Orbital question(elliptical vs circular orbit)

[t4chan]

are there two points or one in an elliptical orbit where the speed is equal to the speed of a circular orbit at the same radius? if so what is the expression for this point?

Thank you

 

[t4chan]

Hi again,

After I picking up a pencil and paper, I was able to find the 2 points where the instantaneous speed are equal in elliptical and circular orbit at the same radius, it is actually right at the perigee and apogee in the orbit ( see the diagram below). In addition, I have find expression for elliptical an circular orbital speed; which are:

V= SQR( GM/ R) - Circular orbit

V= SQR(GM *( (2/R)-(1/a) ) ) Elliptical orbit

Now, I have a doubt, how do I express these to these two velocity in terms of these point( same instantaneous speed at perigee and apogee at that point?) because when I set them both to be equal each, it actually canceled out.

Any ideas?

Alex

 

[Jonathan Scott]

If this is a homework question, please take it to the homework and coursework area.

In a circular orbit, the speed is the same all the way round, but in an elliptical orbit, the speed is NOT the same at perigee and apogee (those are the points of maximum and minimum speed), so if that's what you're saying, you've got something wrong.

 

[t4chan]

yes, you are right that about the speed in elliptical orbit. But from the attached diagram, the speed of the two intersection points between elliptical and circular orbit should be the same( i.e at the point of V and the opposite point of it). then if that is true, a expression of these points in terms of velocity should be able to derive.

I hope I have made the question clear
( I shouldn't use the word of perigee and apogee, sorry)

 

[Jonathan Scott]

yes, you are right that about the speed in elliptical orbit. But from the attached diagram, the speed of the two intersection points between elliptical and circular orbit should be the same( i.e at the point of V and the opposite point of it). then if that is true, a expression of these points in terms of velocity should be able to derive.
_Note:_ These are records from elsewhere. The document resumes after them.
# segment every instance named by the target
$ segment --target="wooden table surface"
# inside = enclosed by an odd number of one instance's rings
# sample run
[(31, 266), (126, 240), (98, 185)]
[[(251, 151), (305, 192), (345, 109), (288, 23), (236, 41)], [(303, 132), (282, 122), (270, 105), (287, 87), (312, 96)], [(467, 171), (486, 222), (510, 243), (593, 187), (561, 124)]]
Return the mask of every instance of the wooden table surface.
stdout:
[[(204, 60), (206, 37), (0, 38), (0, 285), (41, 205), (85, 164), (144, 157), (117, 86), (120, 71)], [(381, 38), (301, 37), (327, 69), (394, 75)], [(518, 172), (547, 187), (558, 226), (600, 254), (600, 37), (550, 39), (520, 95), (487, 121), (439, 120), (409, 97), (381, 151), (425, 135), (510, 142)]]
I hope I have made the question clear
( I shouldn't use the word of perigee and apogee, sorry)

Nope, still doesn't make sense. Lowest point of orbit is fastest, highest is slowest.

 

[cesiumfrog]

are there two points or one in an elliptical orbit where the speed is equal to the speed of a circular orbit at the same radius?

Of course so (although obviously or by ODE uniqueness theorems the direction will differ), because at one apex the eccentric orbit is too fast and at the other it is too slow (IVT). Your diagram is a bit funny though, since your example circle isn't even centred upon the same point that the ellipse is orbiting.

 

[t4chan]

Nope, still doesn't make sense. Lowest point of orbit is fastest, highest is slowest.

ok, I think I got it. so there are two different points in the diagram that have the same speed. Each of the points(i.e perigee and apogee) has a corresponding speed in elliptical and circular orbit. The lowest points of orbit is fastest , and the highest of the orbit is slowest.

Now, I hope I have made my statement right, please allow me to ask this question again: does the statement apply to the attached diagram that for both circular and elliptical orbit have the same speed in the lowest and highest orbit?

 

[Vanadium 50]

Why are you plotting position vs. time as opposed to speed vs. time? The latter plot is the one where it's easy to see that there must be at least two positions where the speeds are the same.

 

[Janus]

Here this might help. It shows both orbits with the focus of the orbits aligned. Where the orbits cross is where the instantaneous orbital speed will be equal for both.